Xephyr basic concepts¶
In this section we describe the core component of Xephyr, we wont go trough the implementation details which is described in the Tutorials, but we'll go over the concepts.
Xephyr core libraries can be divided into 4 different main areas, for each of them there is a c++ class or a group of classes that handle it:
- Input Model/Data Handling
- Nuissance Parameter Handling, including interpolation.
- Likelihood building
- Limit setting: with Neymann construction and asymptotics.
Input handling¶
Currently Xephyr supports only 2D inputs (it is possible tough to use Xephyr for 1D likelihood, check out how to do it in this example). The input handling is done via two classes: dataHandler, to handle science data, toy MC and calibration and a class that handles inputs from the models as a pdfComponent.
The dataHandler is basically just a helper class to handle ROOT Trees and is used to "fill the likelihood" with data points. You can create a dataHandler in this way:
dataHandler data(TString name, TString fileName, TString dmTree);
// just a name // ROOT file name and Tree name inside the file
Currently the Tree must contain at least two variables (braches), the name of the branches can be set but the default is "cs1", "cs2". For neymann construction, when one needs to loop over many toy datasets (where each of them is a separated Tree), one can use the dataHandler to loop over all Tree at once using the convenient method dataHandler::setTreeIndex.

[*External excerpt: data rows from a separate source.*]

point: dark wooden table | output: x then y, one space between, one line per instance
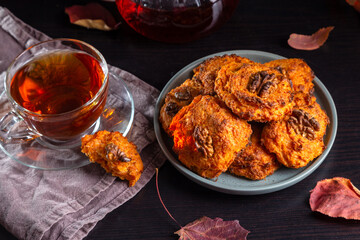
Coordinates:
256 25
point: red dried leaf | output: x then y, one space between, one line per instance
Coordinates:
206 228
306 42
91 15
355 4
336 197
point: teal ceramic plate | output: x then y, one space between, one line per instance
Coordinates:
282 178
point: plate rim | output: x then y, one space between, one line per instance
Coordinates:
254 190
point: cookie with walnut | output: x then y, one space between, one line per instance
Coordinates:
207 136
115 154
207 71
254 162
176 99
297 139
301 76
255 92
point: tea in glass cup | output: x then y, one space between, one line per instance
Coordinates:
59 88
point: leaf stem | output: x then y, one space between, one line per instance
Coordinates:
157 189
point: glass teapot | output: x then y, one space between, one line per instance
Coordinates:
175 20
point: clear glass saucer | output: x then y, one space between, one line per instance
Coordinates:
118 115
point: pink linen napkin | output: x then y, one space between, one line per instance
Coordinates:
37 204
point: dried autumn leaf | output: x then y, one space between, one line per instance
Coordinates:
355 4
206 228
306 42
91 15
336 197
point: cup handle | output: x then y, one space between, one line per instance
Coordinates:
12 132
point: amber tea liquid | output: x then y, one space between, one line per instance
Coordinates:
56 83
175 24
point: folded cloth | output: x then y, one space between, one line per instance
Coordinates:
38 204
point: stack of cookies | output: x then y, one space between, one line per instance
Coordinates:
244 117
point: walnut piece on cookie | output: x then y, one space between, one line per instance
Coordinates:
115 154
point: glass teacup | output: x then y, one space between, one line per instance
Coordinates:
59 89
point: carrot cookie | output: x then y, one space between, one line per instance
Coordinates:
298 139
207 136
115 154
254 162
255 92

The pdfComponent handels instead the loading of PDF models through histograms. Again, currently this supports only TH2F as input, so you can do 1D and 2D discriminating space with it but not more. It is an object representing a normalized PDF, meaning that is normalized to the total expected number of events for that background or signal, This component is designed to interplay with nuissance parameter, so that the scale (total number of events) and the shape of the histogram can change as a function of the parameters. The pdfComponent implements linear interpolation between any number of Shape parameters. To load models in the form of histogram you have to follow a naming convention for the histogram, here an example:
prefixName_parameterNameA_x.yz_parameterNameB_x.yz......_parameterNameZ_x.yz
where the "prefixName" is whatever name for your bkg model, "parameterName" is the name of one of your parameters, and "x.y.z" are numbers.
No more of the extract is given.